HOW TO WRITE A RADIO PLAY.
By John Morrison
The Three Tools of Radio
In Movies or Television the rule is Show Don’t Tell. In Radio the opposite is true. There’s nothing to show. You must tell.
We deal only in what people can hear. To do this we have three tools.
2. Sound Effects
DIALOGUE AND MONOLOGUE
Dialogue in radio has to do much more than in any other medium. It has to carry the plot forward, portray the characters, place them in time and space, provide the props and paint the scenery.
A great deal of our craft is using dialogue in a sophisticated way to provide information without sounding like we’re hitting the reader over the head with exposition and scene setting. This requires a great deal of imagination and hard work, honing the script to sound natural yet providing a vast amount of information.
We are also constricted in the number of characters we can use in a scene.
Having too many characters confuses the audience.
Characters must be distinctive. We must find different sexes, different ages, different accents, different nationalities. Strong dialects are important tools. The audience is confused if a group of characters is say, all male, twenty something, English and working class. We must look for variety.
Dialogue is not conversation however. It is everyday speech boiled down to a concentrated essence where every word has a reason for being there. It has to:
Carry the plot.
Build atmosphere and set a location.
Monologue is great weapon in radio writing. Great speeches are much more effective when they are told into one ear rather than shouted from a stage.

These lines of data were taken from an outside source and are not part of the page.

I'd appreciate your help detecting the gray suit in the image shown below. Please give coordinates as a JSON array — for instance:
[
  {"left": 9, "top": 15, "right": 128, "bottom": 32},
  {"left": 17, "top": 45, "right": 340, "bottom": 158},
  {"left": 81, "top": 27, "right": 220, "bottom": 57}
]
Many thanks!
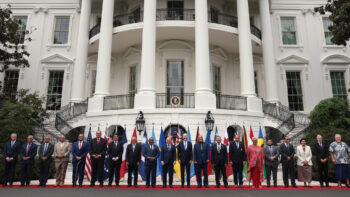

Sound effects are very useful in writing a radio play. They should however be used with discretion.
The main job of sound effects is to create atmosphere. The mood of a piece can be set by sound effects. They can’t, however, tell the story for you.
It’s very difficult to create location using only sound effects. To suggest a beach is possible for example but to locate a particular place in a city is not. A general city atmosphere however can be created through sound.
Strong sounds create instant atmosphere. A bell ringing, a seagull etc. are easliy identified but mushy sounds like traffic and rain are best thought of as background..
A surprising amount can be achieved by sound perspective. A voice approaching for example is created by standing back from the microphone. This is much more effective than footsteps for example.
Voices in a small room sound very different from voices in a cathedral or open space. Somebody phoning from a bathroom is different from someone phoning from an office.
There is a current trend for on site recording which gets over the problem of creating ambient sound by using the real sound of the place.
Live effects/spot effects v Pre-recorded effects.
A whole range of pre-recorded sound effects is now available to the radio producer but live effects or spot effects are still used.
One of the most famous spot effects is using coconut shells for horse’s hooves. Others are a hot water bottle for being sick or a sawn off bicycle pump and cork with Alka Seltzer, for opening a champagne bottle and pouring it out.
Music is a powerful generator of atmosphere. It gives a clue to what sort of story it is. It also sets mood and signals change like the arrival of a ghost or recalling a memory.
Music can capture emotions and images. It can swing you instantaneously from one mood to another. It can, as subtly as a raised eyebrow, give to a phrase an extra, and possibly contradictory, level of meaning. It can provide unity, where unity might otherwise be difficult to achieve.
Again it can’t tell the story for you. Dialogue must do that.